FSC does not make this distinction; it requires that all companies that take legal ownership of FSC products and produce, sell, promote, or trade them be certified for COC. The fact that FSC rules and LEED requirements were out of sync created confusion in the supply chain for LEED projects. The intention of the new requirements is to eliminate this confusion.

In addition, according to previous LEED requirements, the only required documentation was a COC certificate number, but that alone is insufficient to demonstrate compliance with credit requirements. There are two reasons for this. First, a COC certificate gives a company the right to produce, sell, promote, or trade FSC-certified wood products, but it does not mean that company is actually doing so. Second, because the credit calculation is based on the cost of both FSC and non-FSC products, itemized cost information was needed.

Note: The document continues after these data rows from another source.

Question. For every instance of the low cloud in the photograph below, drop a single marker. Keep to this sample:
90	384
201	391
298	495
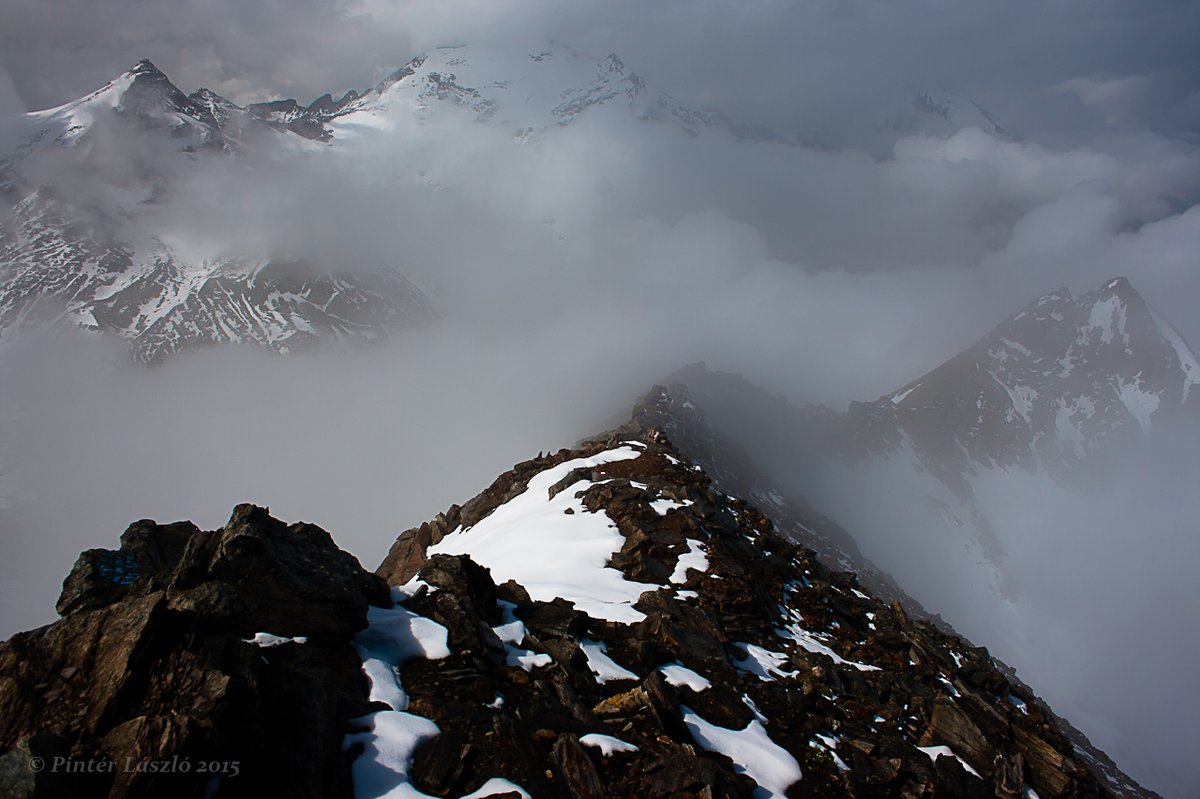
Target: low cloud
579	268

The revised language therefore focuses on vendor invoices that show both a valid COC certificate number and line items indicating which products are FSC-certified.

Q: WHY ARE PRODUCTS THAT ARE IDENTIFIED ON VENDOR INVOICES AS "FSC Mixed [NN]%" VALUED LESS THAN PRODUCTS THAT ARE IDENTIFIED AS "FSC Pure" OR "FSC Mixed Credit," WHICH ARE VALUED AT 100%?

The most recent FSC Chain of Custody Standard (FSC-STD-40-004 V2) establishes that FSC Pure products are made entirely of wood or fiber originating from FSC-certified forests, while FSC Mixed products combine FSC-certified material, controlled wood, and/or reclaimed material.
FSC Mixed products fall into two basic categories:

  1. Products invoiced on a line-item basis as "FSC Mixed [NN]%." In these cases, the product or products contain the indicated percentage of FSC material.
  2. Products invoiced on a line-item basis as "FSC Mixed Credit." This indicates that the products were manufactured under the "Credit System," in which a percentage of a production batch, corresponding to the percentage of the input that is FSC certified, may be sold as "FSC Mixed Credit." The specific product invoiced as "FSC Mixed Credit" may not itself contain FSC material, but the overall percentage of the batch sold as FSC corresponds directly to the FSC input fraction.

The logic for valuing FSC Pure products at 100% is obvious, as they do, in fact, contain 100% FSC material.
"FSC Mixed Credit" products are also valued at 100% because the amount of material carrying this label corresponds to the amount of FSC material in the production batch, representing a "pass-through" of FSC-certified material: if 90% of inputs into the production batch are FSC certified, then 90% of the products that come out can be sold as FSC certified.

Products labeled "FSC Mixed [NN]%" are valued at the indicated percentage, i.e., the percentage of actual FSC certified content, because this is consistent with past LEED practice and the intent of the Certified Wood credit.